Мы переглянулись и замолчали.
– Выходит, Михаил Дмитриевич, что преступника она знала и была им убита как ненужный свидетель.
– Н-да… А почему вы говорите, «преступника»? Вы что, полагаете, что он был один?
– Не то чтобы… – я немного помолчала, раздумывая. Теперь, похоже, пора уже и рассказать о своих соображениях. – Знаете, Михаил Дмитриевич, меня навела на подозрение сумма выкупа. Семьдесят тысяч, это целое состояние, вы согласны? – Поздняков, слушавший меня со вниманием, кивнул. – Так вот, сама по себе эта сумма показалась мне странно знакомой, так, словно бы я совсем недавно слышала от кого-то о ней. Кому-то она срочно требовалась…

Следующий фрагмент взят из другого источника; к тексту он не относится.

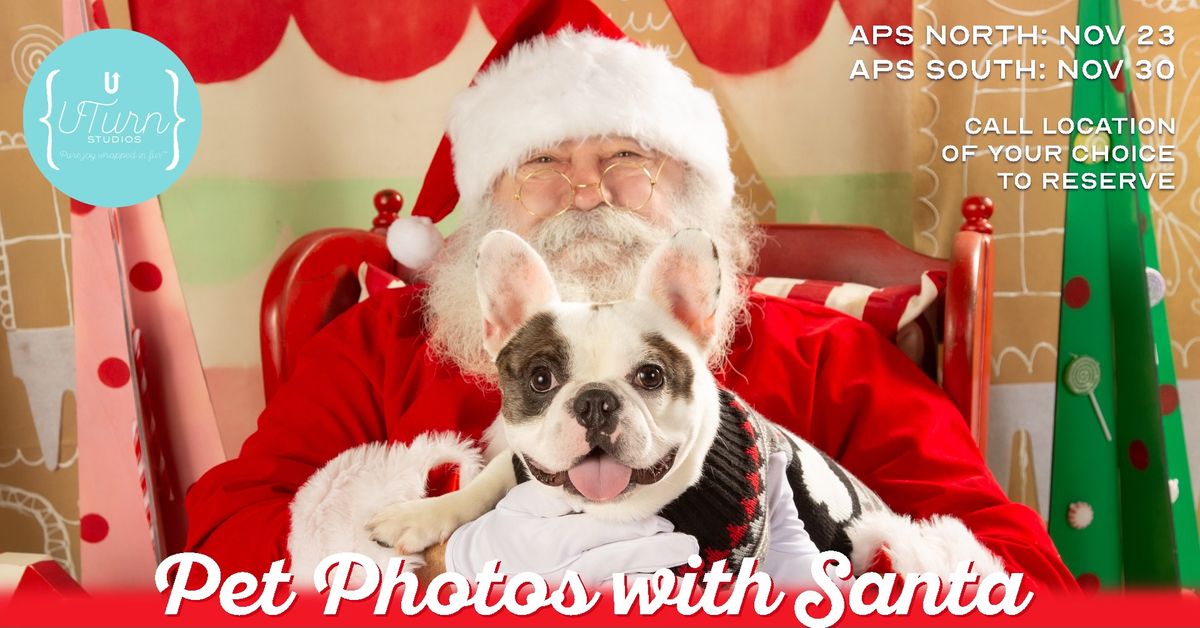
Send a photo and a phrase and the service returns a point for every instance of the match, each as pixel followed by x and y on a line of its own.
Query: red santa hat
pixel 562 71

– Успенский! – воскликнул Поздняков, а я удивленно посмотрела на него. – Конечно, – Михаил Дмитриевич позволил себе довольно неожиданный жест, он ударил себя ладонью по лбу, – ведь он буквально перед похищением просил у меня такую сумму взаймы…
– Как, и у вас? – поразилась я.
– И у вас тоже? – переспросил он, изумленно глядя на меня.